Large-Scale Methods for Distributionally Robust Optimization

TL;DR

This paper introduces scalable algorithms for distributionally robust optimization with CVaR and $ ext{chi}^2$ divergence, achieving theoretical efficiency guarantees suitable for large datasets and outperforming traditional methods in experiments.

Contribution

It provides the first gradient evaluation complexity bounds for $ ext{chi}^2$ uncertainty sets and improved linear scaling for CVaR, with proven optimality and practical efficiency.

Findings

Algorithms require gradient evaluations independent of dataset size.

Experimental results show 9-36 times efficiency gains over full-batch methods.

Theoretical guarantees are validated on MNIST and ImageNet datasets.

Abstract

We propose and analyze algorithms for distributionally robust optimization of convex losses with conditional value at risk (CVaR) and $\chi^2$ divergence uncertainty sets.

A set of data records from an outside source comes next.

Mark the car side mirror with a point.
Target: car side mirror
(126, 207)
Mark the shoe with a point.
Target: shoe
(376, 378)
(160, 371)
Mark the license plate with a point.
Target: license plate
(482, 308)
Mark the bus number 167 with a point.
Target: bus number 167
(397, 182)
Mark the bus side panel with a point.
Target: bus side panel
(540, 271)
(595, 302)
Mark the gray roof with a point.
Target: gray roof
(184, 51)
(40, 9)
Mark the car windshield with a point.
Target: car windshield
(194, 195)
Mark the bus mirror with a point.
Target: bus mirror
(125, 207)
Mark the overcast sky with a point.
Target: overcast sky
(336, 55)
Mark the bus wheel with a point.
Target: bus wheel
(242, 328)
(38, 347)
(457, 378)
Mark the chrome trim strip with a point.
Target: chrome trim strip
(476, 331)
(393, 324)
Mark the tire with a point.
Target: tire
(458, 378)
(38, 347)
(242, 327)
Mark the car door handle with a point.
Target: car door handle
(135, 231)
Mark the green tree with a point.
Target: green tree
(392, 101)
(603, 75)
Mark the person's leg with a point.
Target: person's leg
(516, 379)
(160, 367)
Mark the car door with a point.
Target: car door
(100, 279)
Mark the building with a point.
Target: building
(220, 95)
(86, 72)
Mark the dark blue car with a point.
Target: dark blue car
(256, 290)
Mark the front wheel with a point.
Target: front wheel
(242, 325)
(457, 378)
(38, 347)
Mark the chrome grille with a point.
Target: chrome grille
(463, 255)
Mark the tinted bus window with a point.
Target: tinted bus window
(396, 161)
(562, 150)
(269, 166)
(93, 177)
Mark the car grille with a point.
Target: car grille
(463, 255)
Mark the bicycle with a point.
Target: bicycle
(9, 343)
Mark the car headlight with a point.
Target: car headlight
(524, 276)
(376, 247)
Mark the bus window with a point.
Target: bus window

We prove that our algorithms require a number of gradient evaluations independent of training set size and number of parameters, making them suitable for large-scale applications. For $\chi^2$ uncertainty sets these are the first such guarantees in the literature, and for CVaR our guarantees scale linearly in the uncertainty level rather than quadratically as in previous work. We also provide lower bounds proving the worst-case optimality of our algorithms for CVaR and a penalized version of the $\chi^2$ problem. Our primary technical contributions are novel bounds on the bias of batch robust risk estimation and the variance of a multilevel Monte Carlo gradient estimator due to [Blanchet & Glynn, 2015]. Experiments on MNIST and ImageNet confirm the theoretical scaling of our algorithms, which are 9--36 times more efficient than full-batch methods.